Por Adolfo Santos -
Fundador do PSOL e da Direção Nacional da CST
O mundo de fantasia das
promessas eleitorais acabou. A crise econômica volta ao centro da
cena e o novo-velho governo começa aplicar duros ajustes contra o
povo pobre e trabalhador que, segundo o banco de dados do IPEA, vê
crescer o número de miseráveis no país*. Nesse contexto,
preocupados pela reação frente a medidas econômicas impopulares,
os propagandistas do governo começam a agitar velhos problemas como
algumas reformas que, em décadas de governos tucanos e petistas,
jamais tiveram a vontade de resolver.
Não que não seja
importante fazer as reformas, fundamentalmente as que mexem com os
interesses econômicos como a Reforma Agrária, Urbana ou Tributária.
Aliás, qual a explicação para que passados 12 anos de governo
petista ainda não tenham sido feitas as reformas agrária e urbana?
Tem outra explicação que não seja porque o PT governa para o
agronegócio, os latifundiários e especuladores imobiliários? Para
quem tanto fala em igualdade e avanços sociais, o mesmo caberia se
perguntar em relação à Reforma Tributária. Mas alguém imagina o
governo Lula/Dilma afetando os interesses dos banqueiros e das
empreiteiras? Não é casual que, jogando para a plateia, dona Dilma
tenha escolhido a reforma política como a menina de seus olhos:
custa pouco e pode iludir a muitos.
Mas além de não afetar
diretamente os grandes interesses econômicos a serviço dos quais
governa, a reforma política cai como uma luva em meio da propaganda
petista da “onda conservadora”, “do giro à direita”, “dos
golpistas”, “das forças antidemocráticas e de viés
fascistizantes”, que muitas correntes de esquerda adotaram e até
se converteram em seus propagandistas. Frente a esse cenário, a
saída proposta pelo governo é a reforma política. Ao invés de
romper com esses setores políticos, de investiga-los como corruptos
e delinquentes, denunciá-los e de cassar seus mandatos e
processá-los , o PT os alimentou, protegeu e ressuscitou porque lhe
servem de leais aliados para aplicar as políticas que o sistema e o
regime exigem.
Uma reforma política não
é necessária porque estamos frente a uma ameaça fascista, apesar
de que haja personagens políticos e até minúsculos grupos que
defendem políticas deste tipo, o que acontece em todas as sociedades
modernas polarizadas pela crise social.

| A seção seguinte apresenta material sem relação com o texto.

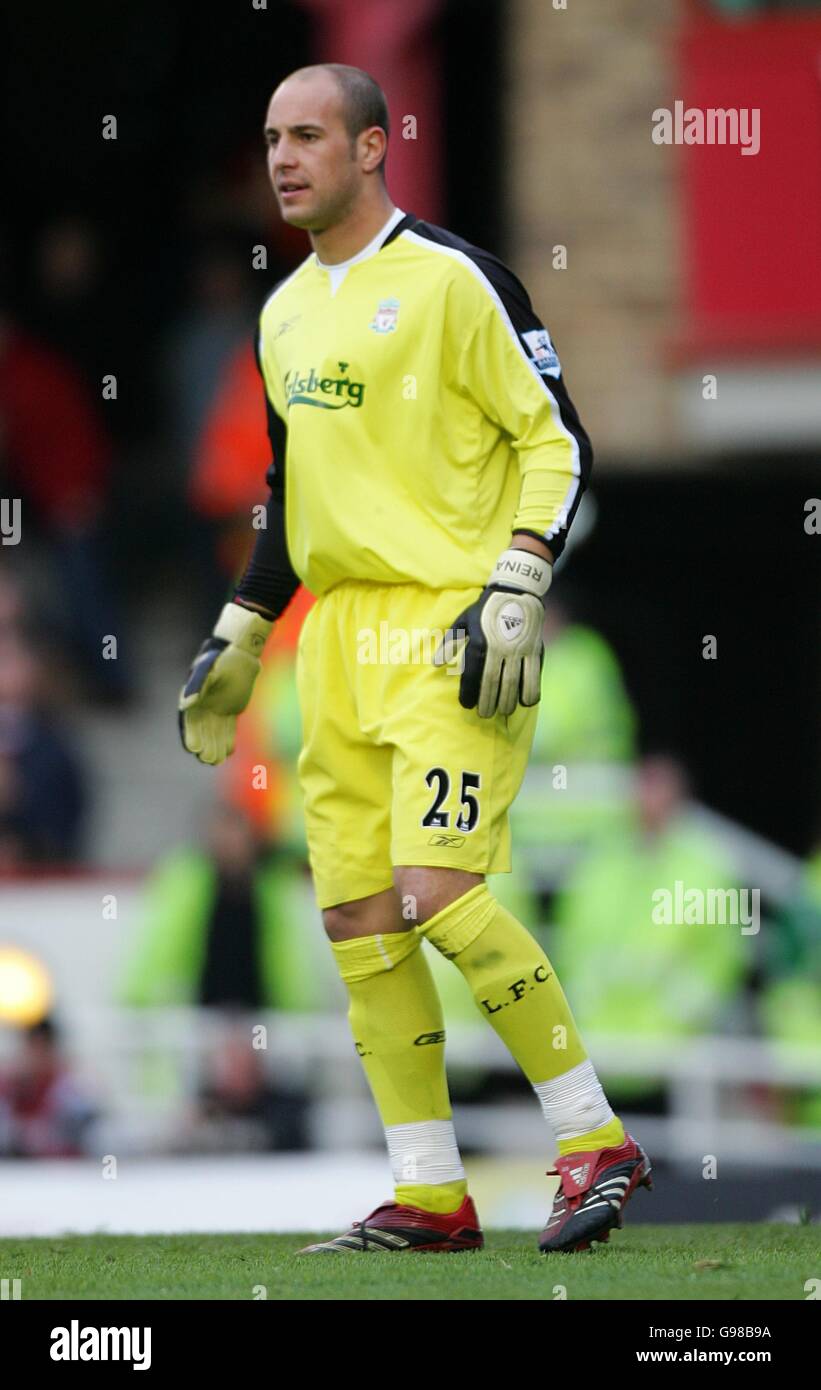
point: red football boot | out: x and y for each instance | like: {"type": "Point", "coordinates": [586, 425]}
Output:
{"type": "Point", "coordinates": [593, 1190]}
{"type": "Point", "coordinates": [395, 1228]}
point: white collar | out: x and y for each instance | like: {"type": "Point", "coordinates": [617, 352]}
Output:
{"type": "Point", "coordinates": [367, 250]}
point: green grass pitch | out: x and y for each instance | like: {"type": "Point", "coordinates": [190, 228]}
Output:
{"type": "Point", "coordinates": [709, 1262]}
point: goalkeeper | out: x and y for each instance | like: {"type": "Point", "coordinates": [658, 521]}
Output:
{"type": "Point", "coordinates": [427, 466]}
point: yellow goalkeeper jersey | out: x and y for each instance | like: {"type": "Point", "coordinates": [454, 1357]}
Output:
{"type": "Point", "coordinates": [417, 413]}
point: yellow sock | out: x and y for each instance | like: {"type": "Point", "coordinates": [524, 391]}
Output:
{"type": "Point", "coordinates": [607, 1136]}
{"type": "Point", "coordinates": [511, 980]}
{"type": "Point", "coordinates": [399, 1033]}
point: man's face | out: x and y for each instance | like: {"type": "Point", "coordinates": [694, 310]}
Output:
{"type": "Point", "coordinates": [310, 163]}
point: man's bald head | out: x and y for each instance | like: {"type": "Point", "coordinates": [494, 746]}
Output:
{"type": "Point", "coordinates": [361, 99]}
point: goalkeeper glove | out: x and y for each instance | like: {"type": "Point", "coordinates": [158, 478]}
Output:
{"type": "Point", "coordinates": [499, 637]}
{"type": "Point", "coordinates": [220, 683]}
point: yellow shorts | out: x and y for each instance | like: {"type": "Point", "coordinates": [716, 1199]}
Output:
{"type": "Point", "coordinates": [393, 770]}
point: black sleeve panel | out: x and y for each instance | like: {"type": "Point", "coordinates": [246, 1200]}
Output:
{"type": "Point", "coordinates": [268, 578]}
{"type": "Point", "coordinates": [525, 321]}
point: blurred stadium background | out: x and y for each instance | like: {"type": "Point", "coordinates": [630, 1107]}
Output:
{"type": "Point", "coordinates": [170, 1012]}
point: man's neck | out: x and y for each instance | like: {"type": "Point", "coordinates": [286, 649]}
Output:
{"type": "Point", "coordinates": [339, 243]}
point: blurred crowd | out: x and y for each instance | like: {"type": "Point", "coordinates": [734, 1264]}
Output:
{"type": "Point", "coordinates": [600, 823]}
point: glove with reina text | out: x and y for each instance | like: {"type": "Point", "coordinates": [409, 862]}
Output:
{"type": "Point", "coordinates": [220, 683]}
{"type": "Point", "coordinates": [498, 638]}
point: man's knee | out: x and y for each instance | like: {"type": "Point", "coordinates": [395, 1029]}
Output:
{"type": "Point", "coordinates": [424, 890]}
{"type": "Point", "coordinates": [364, 916]}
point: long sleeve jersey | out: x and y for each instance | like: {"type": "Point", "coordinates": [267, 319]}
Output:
{"type": "Point", "coordinates": [417, 416]}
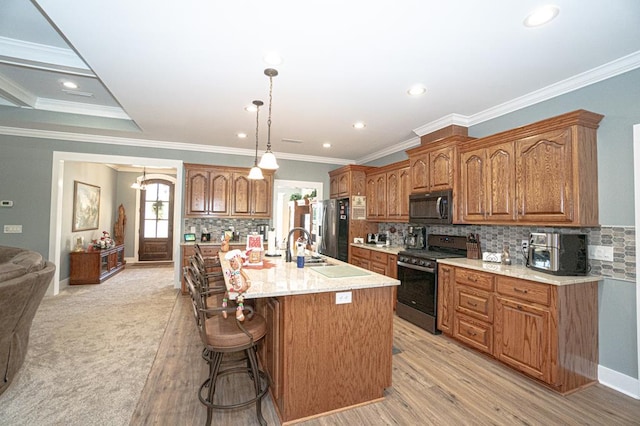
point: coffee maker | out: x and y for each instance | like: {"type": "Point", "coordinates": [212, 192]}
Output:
{"type": "Point", "coordinates": [416, 238]}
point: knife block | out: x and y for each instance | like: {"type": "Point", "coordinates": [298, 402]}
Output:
{"type": "Point", "coordinates": [473, 251]}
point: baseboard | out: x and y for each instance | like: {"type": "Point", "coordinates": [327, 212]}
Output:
{"type": "Point", "coordinates": [620, 382]}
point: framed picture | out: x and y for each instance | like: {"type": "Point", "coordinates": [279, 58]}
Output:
{"type": "Point", "coordinates": [86, 206]}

Uma verdadeira reforma
política é fundamental porque somos regidos por uma democracia dos
ricos, do poder econômico, dos poderosos dos diferentes setores,
seja o agronegócio, as empreiteiras, o sistema financeiro ou a
grande mídia. Eles são os grandes eleitores nesta democracia
formal, eles são os que impõem seus candidatos, eles são os que
definem os governos e o congresso. Porque vivemos numa falsa
democracia onde o povo é chamado a cada dois anos para votar
influenciado pela TV, a compra de votos, a propaganda enganosa, e
assim estamos frente a sucessivos estelionatos eleitorais, onde os
políticos se elegem prometendo mundos e fundos, mas logo que assumem
governam para seus financiadores de campanha: os donos do poder
econômico.
A Reforma Política e a
posição do PSOL
Em recente reunião, a
Executiva Nacional do PSOL votou uma resolução sobre a Reforma
Política que não arma a militância para esse combate. Depois de
algumas generalidades, sem denunciar a responsabilidade central do
governo nacional pela “profunda insatisfação com o atual modo de
se fazer política no Brasil”, no ponto 4 expressa: “O PSOL tem
sua própria plataforma sobre o tema, que envolve, entre outros
pontos, o financiamento exclusivamente público de campanhas, o fim
das coligações proporcionais, o aumento de instrumentos de
participação, como plebiscitos e referendos, e o combate a qualquer
medida regressiva, como a cláusula de exclusão aos partidos
menores.” É essa nossa plataforma para a Reforma Política? Quem
formulou essa proposta que esquece de se pronunciar sobre a
existência do senado, uma instituição podre, questionada por
inúmeras figuras do “campo progressista” entre os quais
conhecidos políticos e juristas? Tampouco se pronuncia sobre a
revogabilidade dos mandatos para acabar com as falsas promessas
eleitorais, sobre o fim das mordomias e dos privilégios a começar
pelos exorbitantes salários que recebem os políticos. Em definitiva
uma resolução formal que não define com clareza as propostas do
partido para ajudar a construir uma reforma política para valer,
confrontando ideias, debatendo projetos e nessa batalha, consolidando
em setores de massa as propostas que demonstrem que nosso partido
pretende uma mudança de verdade.
Uma profunda reforma
política não é uma necessidade momentânea, é algo permanente
para poder dar conta das demandas de um povo revoltado com o acionar
dos políticos. Por isso fica evidente que a reforma política que
necessitam os trabalhadores, os camponeses e a juventude que luta e
saiu às ruas em 2013 não combina com a que propõe o governo do
PT/PMDB, os partidos políticos da ordem, a grande mídia e esse
congresso que aí está. Nesse sentido é errado correr afobados às
convocatórias de atos governistas sem antes debater no partido e nos
âmbitos dos movimentos: sindicatos, centros de estudantes,
organizações que lutam pela reforma agrária e a moradia, qual é a
reforma política que defendemos e pela qual devemos nos mobilizar.
Se antecipando à linha
proposta pela resolução da Executiva, Luciana Genro voou a São
Paulo para colocar o prestigio que conquistou nosso partido nas
últimas eleições, já que sua figura representa o PSOL, a serviço
de um ato com setores pró-governo como a Consulta Popular, a UNE e
parlamentares do PT sem um debate prévio ao interior do partido que
nos permita construir um perfil e uma plataforma própria com a qual
nos apresentar e debater frente a outros setores políticos e dos
movimentos.
Na sua fala, adaptando-se
aos presentes, Luciana expressou: “Precisamos pressionar o
governo”... “Não podemos aceitar que a presidenta Dilma, no dia
da sua vitória eleitoral, diga que quer um plebiscito e, no dia
seguinte, ceda às pressões do PMDB, às pressões da direita”.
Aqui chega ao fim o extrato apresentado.